There are more variants of the Unix/Linux systems but this is enough for now, to try to make a point.

The latest Windows operating system, Windows 8, is becoming something of a disaster for Microsoft. It is a complete departure from the traditional Microsoft operating system and is the attempt by Microsoft to produce touch-screen capacity as a catch-up to the competition that pretty much did an end run around the declining market leader. People have endless problems using the new Microsoft system, including trying to just get used to it. Plus there are problems running some popular software, including new versions you don't buy and install but rent and use in the cloud. You see, the traditional Microsoft user was willing to put up with some glitches here and there and even some security problems with hack potential but having to grind through the learning curve of a complete departure from the old standard interface and also having to put up with continuing glitches in the accustomed software means a continuing battle to get your work done?
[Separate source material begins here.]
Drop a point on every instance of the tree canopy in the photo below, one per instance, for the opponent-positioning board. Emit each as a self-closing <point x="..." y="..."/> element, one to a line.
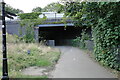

OUCH!

Does this mean that we old-time Windows user may be facing the demise of Microsoft and that we will have to toss all our software out the windows—so to speak—and start all over?

No, not likely. Microsoft will fix it but they are going to go through a basic change in philosophy. Back then it was okay to keep leaping forward in development and assume that the users of your products would help with research and development and put up with products that were sold before they were finished or fully developed. That isn't working so well anymore.

In the 90’s, I attended many free product demos where Microsoft servers running the large auditorium presentations would crash right in the middle and the audience would pretty much say, "yup, uhuh" and start murmuring amongst themselves about probable causes. Finally, as we approached the new century, a young, clean-cut executive type stood up at one of the last demos I attended and started shouting at the staff on stage, "I'm sick of your endless equipment failures. Do you really think that we have time for this!?" And the person stomped out of the auditorium. The hush that followed was a turning point, I thought.

I noted this in this morning's reading—that there is a flush of new apps that make connecting your various hand held devices to your PC, personal computer, easier. This was a continuing effort some time back to make the Linux operating kernel talk to personal computer equipment. It worked pretty well, works even better now and yes, in time we'll have easy connection between all of our smart phones, pads, tablets, cameras, blue tooth..teeth, androids, various wireless thingies, glasses, wearable communications, Dick Tracy wrist watch and finally that direct mind link download and upload. So you see, you are going to have so many various computing devices loaded into your future including your (maybe) Windows system. Oh my.

All of a sudden one theme song from "Hair" is worming in my ears. "It is the dawning of the age of ... duh dee dah..." Have I got that right? Or am I having problems connecting with my head-held device?